St. Johns River Water Management District fires back at ‘published’ criticism
St. Johns River Water Management District staff presented an overview of the district’s consumptive use permitting program Tuesday, the first presentation in a series of informational presentations aiming to “correct recent published inaccuracies,” a district news release said.
“For nearly 40 years, the district has published estimates of annual water use. These data are just a portion of the more than eight million measurements that are collected, verified for accuracy, processed and stored each year,” Ann Shortelle, district executive director, said in a news release. “The district’s (consumptive use permit) and water supply planning staff have more than 2,000 years of collective experience in planning for Florida’s current and future water use. I am incredibly proud of the work of our talented professionals to ensure a sustainable water supply for future generations and to protect our environment.”
The presentation on water use measurement and reporting Tuesday included quotes district spokeswoman Teresa Monson said were published or televised misstatements. The quotes included in the presentation were not individually attributed to any publication or person.
“They are not really trying to monitor everyone,” one quote said.
“We do not even monitor how much the permit holders are using,” another quote said.
Water management districts are required by law to implement a strategy for measuring, estimating and reporting water uses and to adopt thresholds for measurement requirements and reporting, the district’s news release said.
It is also responsible for collecting and analyzing information to use as a foundation to make informed decisions about managing water resources in all or part of 18 counties, the news release said.
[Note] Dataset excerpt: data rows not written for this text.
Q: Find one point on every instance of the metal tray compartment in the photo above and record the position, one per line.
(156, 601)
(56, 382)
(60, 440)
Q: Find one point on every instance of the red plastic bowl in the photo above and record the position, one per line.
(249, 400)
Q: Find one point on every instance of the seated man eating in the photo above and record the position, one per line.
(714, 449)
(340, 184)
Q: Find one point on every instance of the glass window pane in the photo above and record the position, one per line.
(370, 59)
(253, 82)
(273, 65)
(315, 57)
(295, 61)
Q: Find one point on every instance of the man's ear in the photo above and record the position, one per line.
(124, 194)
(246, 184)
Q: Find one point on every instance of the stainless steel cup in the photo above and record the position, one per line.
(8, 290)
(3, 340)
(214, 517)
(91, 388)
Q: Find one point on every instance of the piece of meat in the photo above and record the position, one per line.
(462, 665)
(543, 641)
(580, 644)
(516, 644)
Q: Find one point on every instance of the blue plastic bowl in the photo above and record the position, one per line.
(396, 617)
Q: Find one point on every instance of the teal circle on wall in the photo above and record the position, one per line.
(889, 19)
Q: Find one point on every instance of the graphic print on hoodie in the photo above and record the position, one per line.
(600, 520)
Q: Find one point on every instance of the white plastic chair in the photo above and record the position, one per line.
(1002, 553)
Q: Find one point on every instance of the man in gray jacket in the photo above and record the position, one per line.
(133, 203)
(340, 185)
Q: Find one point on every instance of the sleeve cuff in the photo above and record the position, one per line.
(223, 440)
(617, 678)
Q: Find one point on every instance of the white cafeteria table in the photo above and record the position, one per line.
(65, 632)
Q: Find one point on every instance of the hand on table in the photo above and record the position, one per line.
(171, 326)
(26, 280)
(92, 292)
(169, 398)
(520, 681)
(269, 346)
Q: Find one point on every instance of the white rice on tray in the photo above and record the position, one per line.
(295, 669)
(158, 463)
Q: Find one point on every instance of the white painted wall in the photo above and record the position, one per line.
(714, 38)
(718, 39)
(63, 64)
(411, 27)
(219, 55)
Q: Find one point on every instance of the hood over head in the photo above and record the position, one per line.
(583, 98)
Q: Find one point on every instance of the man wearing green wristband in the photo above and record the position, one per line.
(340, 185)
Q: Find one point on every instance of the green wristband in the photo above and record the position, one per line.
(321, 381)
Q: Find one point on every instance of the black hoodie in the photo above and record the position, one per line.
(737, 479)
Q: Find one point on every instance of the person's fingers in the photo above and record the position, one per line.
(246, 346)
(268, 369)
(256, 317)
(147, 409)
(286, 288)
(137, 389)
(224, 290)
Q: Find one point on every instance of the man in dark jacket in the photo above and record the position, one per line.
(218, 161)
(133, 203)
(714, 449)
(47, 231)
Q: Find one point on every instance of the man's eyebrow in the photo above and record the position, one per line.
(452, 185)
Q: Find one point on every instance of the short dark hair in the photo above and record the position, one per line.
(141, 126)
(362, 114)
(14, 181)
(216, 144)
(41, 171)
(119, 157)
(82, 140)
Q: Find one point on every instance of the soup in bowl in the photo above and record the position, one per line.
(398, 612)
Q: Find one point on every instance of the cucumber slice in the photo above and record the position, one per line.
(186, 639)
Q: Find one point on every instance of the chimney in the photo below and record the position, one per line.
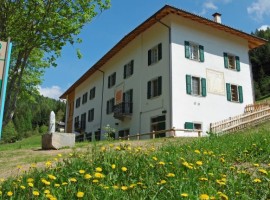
(217, 17)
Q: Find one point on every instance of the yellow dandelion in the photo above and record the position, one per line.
(197, 151)
(263, 171)
(256, 180)
(35, 193)
(115, 187)
(199, 163)
(170, 175)
(73, 180)
(124, 188)
(124, 169)
(47, 192)
(87, 176)
(99, 175)
(161, 163)
(163, 182)
(204, 197)
(80, 194)
(30, 180)
(98, 169)
(184, 195)
(22, 187)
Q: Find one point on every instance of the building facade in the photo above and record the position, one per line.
(175, 70)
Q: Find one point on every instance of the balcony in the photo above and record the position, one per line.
(122, 110)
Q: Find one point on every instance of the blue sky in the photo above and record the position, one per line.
(105, 30)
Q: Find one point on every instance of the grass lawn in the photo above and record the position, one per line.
(232, 166)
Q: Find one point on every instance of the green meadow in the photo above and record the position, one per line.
(231, 166)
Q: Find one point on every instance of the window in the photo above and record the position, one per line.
(77, 123)
(194, 51)
(193, 125)
(158, 124)
(128, 69)
(196, 85)
(111, 80)
(92, 93)
(78, 102)
(155, 54)
(231, 62)
(84, 100)
(110, 105)
(83, 121)
(234, 93)
(154, 87)
(123, 134)
(91, 115)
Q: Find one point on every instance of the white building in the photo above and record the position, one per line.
(176, 69)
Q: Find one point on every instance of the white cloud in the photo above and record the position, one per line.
(264, 27)
(259, 9)
(53, 92)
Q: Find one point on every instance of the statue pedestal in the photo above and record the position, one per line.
(57, 140)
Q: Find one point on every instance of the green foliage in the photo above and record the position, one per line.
(260, 60)
(232, 166)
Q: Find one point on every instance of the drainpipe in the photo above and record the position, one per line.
(102, 94)
(170, 71)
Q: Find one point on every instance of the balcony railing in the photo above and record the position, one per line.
(122, 110)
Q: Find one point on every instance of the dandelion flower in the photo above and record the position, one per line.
(256, 180)
(10, 193)
(204, 197)
(124, 169)
(199, 163)
(184, 195)
(124, 188)
(170, 175)
(87, 176)
(80, 194)
(263, 171)
(99, 169)
(35, 193)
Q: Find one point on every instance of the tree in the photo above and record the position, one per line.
(38, 28)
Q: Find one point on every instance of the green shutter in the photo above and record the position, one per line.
(226, 61)
(159, 85)
(189, 125)
(159, 51)
(149, 57)
(188, 84)
(237, 61)
(187, 54)
(125, 71)
(240, 92)
(228, 89)
(149, 89)
(203, 81)
(201, 49)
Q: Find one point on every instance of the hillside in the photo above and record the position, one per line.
(232, 166)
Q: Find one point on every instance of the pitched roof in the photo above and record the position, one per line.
(253, 41)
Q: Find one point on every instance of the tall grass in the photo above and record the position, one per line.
(233, 166)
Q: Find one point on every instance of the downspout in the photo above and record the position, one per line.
(170, 72)
(102, 94)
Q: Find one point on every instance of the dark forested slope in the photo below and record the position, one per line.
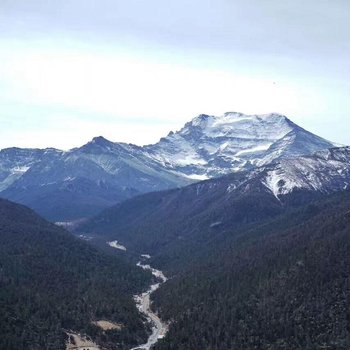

Consumptive use permits are required for the following: water use greater than or equal to 100,000 gallons per day on average; systems with the potential to withdraw 1,000,000 gallons or more in a day; wells with a diameter of 6 inches or more; and surface water intake pipe(s) with a cumulative diameter of 6 inches or more.
“All of these uses are required to measure their water use on a monthly basis. Additionally, permittees that use less than 100,000 gallons per day are also required to measure their water use and maintain the records for district inspection,” the news release said. “As a result of these requirements, the water use from approximately 96 percent of permitted groundwater allocations is both measured and reported to the district.”
The district also estimates all of the non-permitted water use within the district and utilizes this data along with the water use reported from the consumptive use permit program.
Monson said future informative presentations would be about “hot topics at the time.”